Perhaps the most telling quote from Burmeister is the bit about the lack of "proper research" into why people laugh at fat jokes.

Because here's the thing - you don't need "research" to explain a joke and if you do, then the chances are that the joke is on you.

Anytime academics stick their beak into popular culture they invariably get things spectacularly wrong and this is a classic example.

But, really, when you think about it, every joke is bound to offend somebody.

After all, every joke needs somebody to be the butt. But in academia, where common sense is the rarest commodity of them all, it now appears that simply having a sense of humour is enough to be branded as a bigot.

This kind of nonsense would be laughable (if 
you'll pardon the pun) if it weren't so bloody dangerous. Because what starts out as a piece of bunkum by some humour-challenged boffin invariably becomes digested by the mainstream.

After all, when you consider the recent treatment of TV presenter Adam Richman, who was hounded by a bunch of militant fat activists who seem to think they are the new persecuted minority, it won't be long before we start seeing comedians being prosecuted because some morbidly obese tub of lard takes offence at what they say.

There is one fundamental, screamingly obvious flaw in the assertion that making jokes about fat people is as bad as racist jokes and it is this - people are born black, or brown, or pink or whatever colour they happen to be, and short of going all Michael Jackson, there's nothing they can do about the pigmentation of their skin.

Fatties, on the other hand, make a choice to stuff themselves. So, go home, go through your DVD collection and throw out every episode of Family Guy, or The Simpsons, or any other programme that makes jokes about people's weight.

You'll probably never laugh again - but at least you'll be safe in the knowledge that you won't be offending anybody.

At least he didn't say niggardly

Q In more news from the world of stupid, an employee of a school in the heart of Mormon country in Utah has hit the news after he was fired for "promoting a homosexual agenda" on his blog.

As it turns out, however, the fired employee, Tim Torkildson, was actually writing about homophones (words that sound the same, even though they are spelled differently) not homosexuals.

His remarkably stupid boss, Clark Woodger read the offending blog, completely misinterpreted what had been written and fired the staff member, saying: "Now our school is going to be associated with homosexuality."
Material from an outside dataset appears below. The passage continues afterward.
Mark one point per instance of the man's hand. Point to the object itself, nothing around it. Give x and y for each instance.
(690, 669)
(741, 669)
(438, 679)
Um, not quite. In fact, I reckon the only thing the school is going to be associated with after that debacle is rampant idiocy.

But then, I'm quite homophonic, so I would say that.

Well, it's a hobby

Q The internet has undoubtedly revolutionised the way we live and it has certainly introduced dumb people to new and improved ways of killing themselves. Now a new online trend has emerged which makes the idiotic Neknomination craze look rational.

'The fire challenge' is a staggeringly dense craze which sees people cover themselves in an accelerant such as aerosol spray or alcohol and then set fire to themselves.

Now a bunch of teenagers in America have been turning up at hospitals in places like Missouri and Kentucky suffering from serious burns after they tried to show off to their mates.

Local cops and hospitals have now issued a series of public service announcements warning people that: "Setting fire to yourself is dangerous and can result in serious injury or even death."

I know the generation gap has become a gaping chasm and I know that there are certain online trends that will never be understood by anybody over the age of 21.

But really, when cops and doctors have to issue public warnings about the dangers of setting yourself on fire, then you know that you're dealing with a whole new level of thickness.

After all, the clue is in the name.

But let's be honest, if someone is so spectacularly silly that they need to be told not to set themselves on fire, maybe the best approach would be to simply let them at it.

After all, the last thing the gene pool needs is these people to procreate.

Although they will at least keep the compilers of The Darwin Awards busy for a few weeks.